Finanzbehördliches „Risikomanagement“ wird von den Finanz­verwaltungen seit Jahren prak­tiziert, ist aber erst in jüngerer Zeit in das Bewusst­sein der Fach­öffent­lich­keit gelangt.1 Diese Dis­kussion ist Anlass im Folgenden zu skizz­ieren, was sich hinter dem Begriff des fi­nanz­be­hörd­lichen Risiko­manage­ments ver­birgt, auf welcher Rechts­grund­lage es beruht und welche Aus­wirk­ungen sein Einsatz für die Praxis der Steuer­be­ratung haben kann.

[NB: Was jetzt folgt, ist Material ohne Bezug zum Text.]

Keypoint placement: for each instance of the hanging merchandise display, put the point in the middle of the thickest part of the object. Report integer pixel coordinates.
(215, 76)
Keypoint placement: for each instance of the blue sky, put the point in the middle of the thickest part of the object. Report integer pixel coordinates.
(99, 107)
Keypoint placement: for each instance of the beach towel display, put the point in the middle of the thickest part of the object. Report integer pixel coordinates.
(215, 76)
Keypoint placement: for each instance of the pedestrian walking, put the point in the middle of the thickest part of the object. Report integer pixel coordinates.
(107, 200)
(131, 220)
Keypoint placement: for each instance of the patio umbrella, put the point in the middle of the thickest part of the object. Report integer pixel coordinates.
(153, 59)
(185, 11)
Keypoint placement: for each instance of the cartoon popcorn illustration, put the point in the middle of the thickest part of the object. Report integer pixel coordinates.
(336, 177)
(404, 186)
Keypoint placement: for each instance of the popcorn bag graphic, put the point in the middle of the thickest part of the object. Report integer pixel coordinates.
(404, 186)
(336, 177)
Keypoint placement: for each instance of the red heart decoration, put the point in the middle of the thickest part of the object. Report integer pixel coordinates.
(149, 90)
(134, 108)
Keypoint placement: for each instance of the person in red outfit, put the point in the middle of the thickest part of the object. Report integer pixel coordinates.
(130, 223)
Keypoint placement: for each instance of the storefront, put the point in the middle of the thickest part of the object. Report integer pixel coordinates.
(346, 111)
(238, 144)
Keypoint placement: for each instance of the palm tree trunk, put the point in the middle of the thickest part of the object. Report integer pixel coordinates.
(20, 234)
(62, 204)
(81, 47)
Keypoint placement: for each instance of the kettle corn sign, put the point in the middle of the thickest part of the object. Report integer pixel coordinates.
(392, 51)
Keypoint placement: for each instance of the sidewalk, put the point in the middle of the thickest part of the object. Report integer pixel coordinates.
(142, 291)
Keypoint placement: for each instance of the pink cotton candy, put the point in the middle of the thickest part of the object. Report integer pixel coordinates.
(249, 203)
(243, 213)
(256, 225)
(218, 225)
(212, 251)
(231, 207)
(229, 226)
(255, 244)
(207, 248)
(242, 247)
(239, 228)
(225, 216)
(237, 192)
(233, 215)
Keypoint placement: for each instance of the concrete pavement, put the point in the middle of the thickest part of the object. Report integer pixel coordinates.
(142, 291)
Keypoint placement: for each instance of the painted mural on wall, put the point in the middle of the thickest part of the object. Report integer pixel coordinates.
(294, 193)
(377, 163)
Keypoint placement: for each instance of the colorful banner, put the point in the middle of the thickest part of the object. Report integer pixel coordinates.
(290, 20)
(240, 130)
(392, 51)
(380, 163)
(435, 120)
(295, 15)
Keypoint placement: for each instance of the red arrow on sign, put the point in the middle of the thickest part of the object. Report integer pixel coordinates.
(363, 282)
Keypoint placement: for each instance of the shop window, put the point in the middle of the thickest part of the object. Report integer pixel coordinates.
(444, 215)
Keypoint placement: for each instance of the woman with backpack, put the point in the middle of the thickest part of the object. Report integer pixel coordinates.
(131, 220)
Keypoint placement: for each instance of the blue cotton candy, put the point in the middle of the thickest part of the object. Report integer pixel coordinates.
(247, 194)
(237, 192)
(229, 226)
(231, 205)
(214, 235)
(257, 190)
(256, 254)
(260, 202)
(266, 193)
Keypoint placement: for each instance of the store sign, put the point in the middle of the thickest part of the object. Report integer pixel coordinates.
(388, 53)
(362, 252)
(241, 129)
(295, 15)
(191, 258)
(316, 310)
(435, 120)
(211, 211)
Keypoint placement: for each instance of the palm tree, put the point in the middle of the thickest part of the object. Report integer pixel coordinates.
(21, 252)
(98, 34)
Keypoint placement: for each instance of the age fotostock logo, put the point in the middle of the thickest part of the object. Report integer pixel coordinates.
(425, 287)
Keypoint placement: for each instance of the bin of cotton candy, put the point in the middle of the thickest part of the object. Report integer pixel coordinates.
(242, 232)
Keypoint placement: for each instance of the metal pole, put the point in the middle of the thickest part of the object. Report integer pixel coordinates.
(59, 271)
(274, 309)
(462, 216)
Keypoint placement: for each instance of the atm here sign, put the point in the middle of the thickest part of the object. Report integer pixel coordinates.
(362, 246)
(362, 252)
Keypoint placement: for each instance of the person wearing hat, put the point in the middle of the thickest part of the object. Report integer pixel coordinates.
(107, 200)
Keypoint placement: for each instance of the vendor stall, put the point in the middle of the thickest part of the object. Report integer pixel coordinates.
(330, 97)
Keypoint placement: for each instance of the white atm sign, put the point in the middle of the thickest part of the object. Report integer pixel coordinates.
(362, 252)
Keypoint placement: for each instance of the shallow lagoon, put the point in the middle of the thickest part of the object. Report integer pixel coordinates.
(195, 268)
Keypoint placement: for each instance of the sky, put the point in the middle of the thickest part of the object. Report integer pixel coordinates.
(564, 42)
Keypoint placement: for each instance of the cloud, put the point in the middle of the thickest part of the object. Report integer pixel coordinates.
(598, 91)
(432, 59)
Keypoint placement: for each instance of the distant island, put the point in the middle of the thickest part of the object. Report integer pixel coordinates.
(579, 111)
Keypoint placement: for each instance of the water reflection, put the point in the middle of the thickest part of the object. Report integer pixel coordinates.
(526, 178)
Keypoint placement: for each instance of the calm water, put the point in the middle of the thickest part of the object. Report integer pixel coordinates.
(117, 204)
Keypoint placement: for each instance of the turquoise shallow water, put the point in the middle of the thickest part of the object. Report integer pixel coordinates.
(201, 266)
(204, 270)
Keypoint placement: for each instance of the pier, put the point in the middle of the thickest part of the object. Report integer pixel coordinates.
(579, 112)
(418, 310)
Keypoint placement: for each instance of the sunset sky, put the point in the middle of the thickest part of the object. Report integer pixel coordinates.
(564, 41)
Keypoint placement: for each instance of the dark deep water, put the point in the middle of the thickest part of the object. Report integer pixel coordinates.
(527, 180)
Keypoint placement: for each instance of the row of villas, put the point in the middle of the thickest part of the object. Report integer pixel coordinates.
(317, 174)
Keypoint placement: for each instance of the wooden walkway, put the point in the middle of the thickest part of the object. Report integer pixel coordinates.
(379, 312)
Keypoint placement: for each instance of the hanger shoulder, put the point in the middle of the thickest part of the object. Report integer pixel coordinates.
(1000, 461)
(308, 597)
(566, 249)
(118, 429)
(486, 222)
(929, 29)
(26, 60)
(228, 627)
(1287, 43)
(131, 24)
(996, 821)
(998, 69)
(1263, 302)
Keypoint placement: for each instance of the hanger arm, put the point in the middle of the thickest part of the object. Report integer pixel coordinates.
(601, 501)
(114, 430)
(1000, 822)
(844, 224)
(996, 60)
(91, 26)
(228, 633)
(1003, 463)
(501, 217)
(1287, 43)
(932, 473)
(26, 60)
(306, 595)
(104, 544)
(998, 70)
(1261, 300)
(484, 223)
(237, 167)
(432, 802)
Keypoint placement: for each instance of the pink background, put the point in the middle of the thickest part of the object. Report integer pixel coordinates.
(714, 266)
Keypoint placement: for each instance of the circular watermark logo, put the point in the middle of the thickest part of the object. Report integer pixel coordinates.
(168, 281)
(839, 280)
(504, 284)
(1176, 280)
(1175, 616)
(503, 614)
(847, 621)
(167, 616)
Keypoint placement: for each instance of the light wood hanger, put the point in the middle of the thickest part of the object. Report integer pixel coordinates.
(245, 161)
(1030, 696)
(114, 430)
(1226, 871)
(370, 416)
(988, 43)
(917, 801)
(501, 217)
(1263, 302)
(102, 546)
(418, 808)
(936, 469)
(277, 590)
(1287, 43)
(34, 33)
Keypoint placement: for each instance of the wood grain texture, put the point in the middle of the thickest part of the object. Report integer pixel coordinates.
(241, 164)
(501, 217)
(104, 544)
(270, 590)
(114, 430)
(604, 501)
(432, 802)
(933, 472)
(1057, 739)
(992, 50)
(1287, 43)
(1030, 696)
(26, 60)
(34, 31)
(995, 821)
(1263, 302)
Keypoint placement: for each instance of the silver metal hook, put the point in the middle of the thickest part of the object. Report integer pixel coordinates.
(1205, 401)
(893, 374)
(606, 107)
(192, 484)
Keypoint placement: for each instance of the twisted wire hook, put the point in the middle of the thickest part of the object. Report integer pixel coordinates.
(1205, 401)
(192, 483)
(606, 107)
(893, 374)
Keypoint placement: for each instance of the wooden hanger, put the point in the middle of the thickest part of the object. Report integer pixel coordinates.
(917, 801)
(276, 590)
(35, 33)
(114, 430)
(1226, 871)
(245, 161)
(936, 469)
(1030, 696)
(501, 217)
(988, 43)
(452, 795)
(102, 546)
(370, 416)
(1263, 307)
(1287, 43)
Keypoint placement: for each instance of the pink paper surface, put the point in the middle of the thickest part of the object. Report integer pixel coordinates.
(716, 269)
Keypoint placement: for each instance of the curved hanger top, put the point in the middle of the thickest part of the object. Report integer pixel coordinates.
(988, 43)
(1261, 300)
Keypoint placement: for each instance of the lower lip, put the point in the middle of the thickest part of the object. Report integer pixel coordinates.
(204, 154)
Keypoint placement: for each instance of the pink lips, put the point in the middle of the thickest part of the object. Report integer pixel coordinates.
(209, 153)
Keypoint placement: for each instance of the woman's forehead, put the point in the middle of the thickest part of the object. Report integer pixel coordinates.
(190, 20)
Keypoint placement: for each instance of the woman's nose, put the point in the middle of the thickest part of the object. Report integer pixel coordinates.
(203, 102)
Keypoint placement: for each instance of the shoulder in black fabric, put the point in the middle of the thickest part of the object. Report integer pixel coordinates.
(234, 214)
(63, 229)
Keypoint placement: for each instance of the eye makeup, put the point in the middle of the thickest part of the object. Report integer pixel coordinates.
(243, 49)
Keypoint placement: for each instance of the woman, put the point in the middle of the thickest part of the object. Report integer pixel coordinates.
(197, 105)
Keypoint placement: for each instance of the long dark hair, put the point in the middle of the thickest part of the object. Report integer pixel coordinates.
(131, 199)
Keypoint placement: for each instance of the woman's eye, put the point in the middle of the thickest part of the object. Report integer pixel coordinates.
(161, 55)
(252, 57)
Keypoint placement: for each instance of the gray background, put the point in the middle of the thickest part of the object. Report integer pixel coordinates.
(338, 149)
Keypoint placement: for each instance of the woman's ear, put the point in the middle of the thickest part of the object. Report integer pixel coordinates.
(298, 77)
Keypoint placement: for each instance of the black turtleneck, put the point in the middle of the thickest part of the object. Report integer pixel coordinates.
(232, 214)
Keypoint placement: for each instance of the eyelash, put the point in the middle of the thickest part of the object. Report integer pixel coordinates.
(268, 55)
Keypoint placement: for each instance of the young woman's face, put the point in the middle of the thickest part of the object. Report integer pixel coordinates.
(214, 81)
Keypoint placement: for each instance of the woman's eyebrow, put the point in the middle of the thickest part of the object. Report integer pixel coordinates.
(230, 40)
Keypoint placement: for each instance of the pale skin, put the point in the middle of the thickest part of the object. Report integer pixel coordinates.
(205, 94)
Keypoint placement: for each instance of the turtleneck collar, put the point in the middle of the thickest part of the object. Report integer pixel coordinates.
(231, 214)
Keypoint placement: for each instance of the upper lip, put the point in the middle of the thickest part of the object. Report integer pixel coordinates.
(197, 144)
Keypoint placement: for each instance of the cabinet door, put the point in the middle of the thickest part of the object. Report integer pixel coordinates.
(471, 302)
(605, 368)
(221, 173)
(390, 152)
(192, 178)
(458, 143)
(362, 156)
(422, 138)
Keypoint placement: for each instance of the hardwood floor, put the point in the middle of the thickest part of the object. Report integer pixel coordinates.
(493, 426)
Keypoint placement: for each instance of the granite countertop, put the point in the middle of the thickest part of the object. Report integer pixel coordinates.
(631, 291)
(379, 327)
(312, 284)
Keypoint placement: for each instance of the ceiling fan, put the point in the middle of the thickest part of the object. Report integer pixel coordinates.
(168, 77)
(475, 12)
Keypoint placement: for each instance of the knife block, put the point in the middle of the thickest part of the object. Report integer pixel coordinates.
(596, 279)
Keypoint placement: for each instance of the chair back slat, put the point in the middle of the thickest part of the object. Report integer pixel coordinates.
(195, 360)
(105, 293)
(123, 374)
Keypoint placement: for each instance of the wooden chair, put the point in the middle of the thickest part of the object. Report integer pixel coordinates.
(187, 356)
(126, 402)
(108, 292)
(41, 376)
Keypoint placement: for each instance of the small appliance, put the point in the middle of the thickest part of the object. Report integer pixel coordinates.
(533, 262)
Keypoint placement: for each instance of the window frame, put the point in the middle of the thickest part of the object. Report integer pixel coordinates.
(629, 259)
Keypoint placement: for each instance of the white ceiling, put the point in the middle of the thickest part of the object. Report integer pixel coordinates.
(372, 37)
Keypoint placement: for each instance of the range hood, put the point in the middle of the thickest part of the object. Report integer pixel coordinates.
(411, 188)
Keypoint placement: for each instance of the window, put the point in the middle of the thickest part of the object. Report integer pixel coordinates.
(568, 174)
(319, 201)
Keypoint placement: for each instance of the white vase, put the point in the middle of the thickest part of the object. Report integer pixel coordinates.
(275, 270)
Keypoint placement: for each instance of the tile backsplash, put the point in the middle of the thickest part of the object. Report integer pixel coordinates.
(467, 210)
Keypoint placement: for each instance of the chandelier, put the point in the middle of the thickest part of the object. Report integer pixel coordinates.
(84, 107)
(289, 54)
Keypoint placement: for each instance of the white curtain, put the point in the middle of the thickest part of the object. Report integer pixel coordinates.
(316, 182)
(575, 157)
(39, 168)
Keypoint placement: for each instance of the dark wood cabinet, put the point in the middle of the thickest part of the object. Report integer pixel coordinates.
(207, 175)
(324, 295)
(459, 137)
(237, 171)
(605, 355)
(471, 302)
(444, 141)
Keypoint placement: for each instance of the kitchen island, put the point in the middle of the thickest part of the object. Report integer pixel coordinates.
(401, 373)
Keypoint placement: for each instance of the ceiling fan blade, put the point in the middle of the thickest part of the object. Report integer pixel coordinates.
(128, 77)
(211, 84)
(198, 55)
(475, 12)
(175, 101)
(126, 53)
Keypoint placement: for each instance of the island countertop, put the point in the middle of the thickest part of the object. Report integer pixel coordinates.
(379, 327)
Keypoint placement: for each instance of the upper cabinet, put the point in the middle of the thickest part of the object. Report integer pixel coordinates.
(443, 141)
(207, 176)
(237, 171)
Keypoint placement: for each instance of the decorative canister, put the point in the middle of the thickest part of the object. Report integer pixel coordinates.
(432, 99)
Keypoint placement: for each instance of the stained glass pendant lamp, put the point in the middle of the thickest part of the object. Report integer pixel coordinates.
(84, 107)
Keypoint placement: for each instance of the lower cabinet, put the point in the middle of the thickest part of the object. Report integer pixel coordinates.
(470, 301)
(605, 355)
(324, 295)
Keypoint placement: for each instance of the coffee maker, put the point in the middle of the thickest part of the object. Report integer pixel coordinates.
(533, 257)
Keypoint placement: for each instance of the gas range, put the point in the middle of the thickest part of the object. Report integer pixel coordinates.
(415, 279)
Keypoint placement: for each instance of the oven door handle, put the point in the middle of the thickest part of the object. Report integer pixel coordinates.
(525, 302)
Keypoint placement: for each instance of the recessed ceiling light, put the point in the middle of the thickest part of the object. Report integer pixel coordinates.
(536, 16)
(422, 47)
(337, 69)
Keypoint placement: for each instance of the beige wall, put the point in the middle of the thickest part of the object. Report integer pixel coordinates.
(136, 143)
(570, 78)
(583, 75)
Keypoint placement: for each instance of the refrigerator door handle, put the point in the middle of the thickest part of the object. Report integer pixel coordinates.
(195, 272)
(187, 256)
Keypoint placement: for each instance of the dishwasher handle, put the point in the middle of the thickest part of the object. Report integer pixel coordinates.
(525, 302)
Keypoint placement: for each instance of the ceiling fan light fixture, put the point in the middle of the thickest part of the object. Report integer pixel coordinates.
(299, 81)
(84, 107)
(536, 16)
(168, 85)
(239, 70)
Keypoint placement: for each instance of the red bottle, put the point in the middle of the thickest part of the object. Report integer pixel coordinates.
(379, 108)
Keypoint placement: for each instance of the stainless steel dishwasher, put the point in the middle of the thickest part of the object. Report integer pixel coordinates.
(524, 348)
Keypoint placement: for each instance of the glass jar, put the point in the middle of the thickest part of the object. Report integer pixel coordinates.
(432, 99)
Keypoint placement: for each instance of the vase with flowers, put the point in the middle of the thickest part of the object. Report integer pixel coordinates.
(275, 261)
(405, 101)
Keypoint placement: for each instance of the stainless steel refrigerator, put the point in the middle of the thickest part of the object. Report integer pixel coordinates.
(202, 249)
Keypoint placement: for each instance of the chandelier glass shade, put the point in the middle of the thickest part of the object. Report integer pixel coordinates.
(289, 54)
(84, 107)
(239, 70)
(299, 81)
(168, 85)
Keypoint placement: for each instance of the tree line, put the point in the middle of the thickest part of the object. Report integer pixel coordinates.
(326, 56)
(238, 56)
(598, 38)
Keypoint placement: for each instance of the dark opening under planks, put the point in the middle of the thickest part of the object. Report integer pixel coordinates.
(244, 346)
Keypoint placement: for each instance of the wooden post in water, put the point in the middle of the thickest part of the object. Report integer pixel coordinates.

Bereits vor Jahrzehnten hat die Daten­ver­arbeitungs­technik Einzug in den Steuer­vollzug genommen. Verschiedene Entwicklungs­schübe sind Folge der Fort­ent­wicklung der Technik und der „Perfektionierung“ ihres Einsatzes durch die Finanz­verwaltung als besonders in­formations­basiertem Verwaltungs­zweig. Die moderne Ver­waltungs­rechts­wissenschaft versteht unter Verwaltung die In­formations­ver­­arbeitung, bei der die Gewinnung, Auswertung und Vernetzung aller ver­waltungs­relevanten Informationen zur Grund­kategorie rationaler Ent­scheidungs­findung zählen.2 Information ist danach der Kern der Ver­waltungs­tätig­keit. Dass gerade die Finanz­verwaltung bei der pro­gramm­ge­stützten In­formations­ver­arbeitung eine gewisse Pionier­funktion innehatte, hängt insbesondere mit dem „Massen­fall­geschäft“ zusammen, weil Ver­waltungs­massen geradezu nach standard­isierter Ver­arbeitung mit Hilfe von Daten­technik rufen. Die Daten­technik dient aber nicht mehr allein, die Quantität zu bewältigen, sondern soll zunehmend auch die Qualität des Steuer­vollzugs sichern und steigern. Für den Steuer­vollzug mit dem obersten Ziel der gleich­mäßigen und gesetz­mäßigen Besteuerung ist die Generierung, Struktur­ierung und selbst­lernende Auswertung von Be­steuer­ungs­informationen elementar, um diesem Ziel trotz des steuer­lichen Massen­fall­rechts möglichst nahe zu kommen.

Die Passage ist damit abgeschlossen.